In [1]:
%matplotlib notebook
import numpy as np
import matplotlib.pyplot as plt
import torch
import torchvision

# local imports
%load_ext autoreload
%autoreload 2
from models import VariationalAutoencoder, ImportanceWeightedAutoencoder

Create datasets using torchvision

In [2]:
import torchvision
path_to_datasets = '~/datasets'
mnist_train_data = torchvision.datasets.MNIST(path_to_datasets, train=True, download=True,
                                              transform=torchvision.transforms.ToTensor())
mnist_test_data = torchvision.datasets.MNIST(path_to_datasets, train=False, download=True,
                                             transform=torchvision.transforms.ToTensor())

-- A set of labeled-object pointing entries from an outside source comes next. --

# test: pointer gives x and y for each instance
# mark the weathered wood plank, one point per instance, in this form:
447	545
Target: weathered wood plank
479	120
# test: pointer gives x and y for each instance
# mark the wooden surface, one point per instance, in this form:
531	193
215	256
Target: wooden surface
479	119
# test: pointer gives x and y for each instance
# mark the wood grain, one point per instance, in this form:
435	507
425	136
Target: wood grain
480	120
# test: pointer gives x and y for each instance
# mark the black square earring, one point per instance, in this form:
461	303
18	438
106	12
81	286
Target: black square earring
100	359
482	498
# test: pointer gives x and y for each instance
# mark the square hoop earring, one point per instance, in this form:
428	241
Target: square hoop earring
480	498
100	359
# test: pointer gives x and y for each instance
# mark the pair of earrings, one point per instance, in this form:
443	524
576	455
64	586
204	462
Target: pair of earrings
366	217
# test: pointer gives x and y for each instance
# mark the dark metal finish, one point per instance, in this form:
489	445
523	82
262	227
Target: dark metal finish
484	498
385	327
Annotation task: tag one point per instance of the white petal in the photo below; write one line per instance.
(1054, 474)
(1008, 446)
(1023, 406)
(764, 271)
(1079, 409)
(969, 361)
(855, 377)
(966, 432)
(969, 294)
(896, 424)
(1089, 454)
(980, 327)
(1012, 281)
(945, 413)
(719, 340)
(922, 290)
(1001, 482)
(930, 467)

fig, ax = plt.subplots(1, 10, figsize=(6, 1), tight_layout=True)
for i in range(10):
    image, label = mnist_train_data[i]
    ax[i].imshow(image.numpy()[0, :, :], cmap=plt.cm.Greys_r)
    ax[i].axis('off')
    ax[i].set_title(label)

<IPython.core.display.Javascript object>

Prepare dataloaders

In [4]:
from torch.utils.data import DataLoader, SubsetRandomSampler

np.random.seed(0)
idx = list(range(len(mnist_train_data)))
#idx = list(range(10000))
np.random.shuffle(idx)
split = int(0.7*len(idx))

train_loader = DataLoader(mnist_train_data, batch_size=32, drop_last=True,
                          sampler=SubsetRandomSampler(idx[:split]))

valid_loader = DataLoader(mnist_train_data, batch_size=128, drop_last=True,
                          sampler=SubsetRandomSampler(idx[split:]))

test_loader = DataLoader(mnist_test_data, batch_size=1024, drop_last=False, shuffle=False)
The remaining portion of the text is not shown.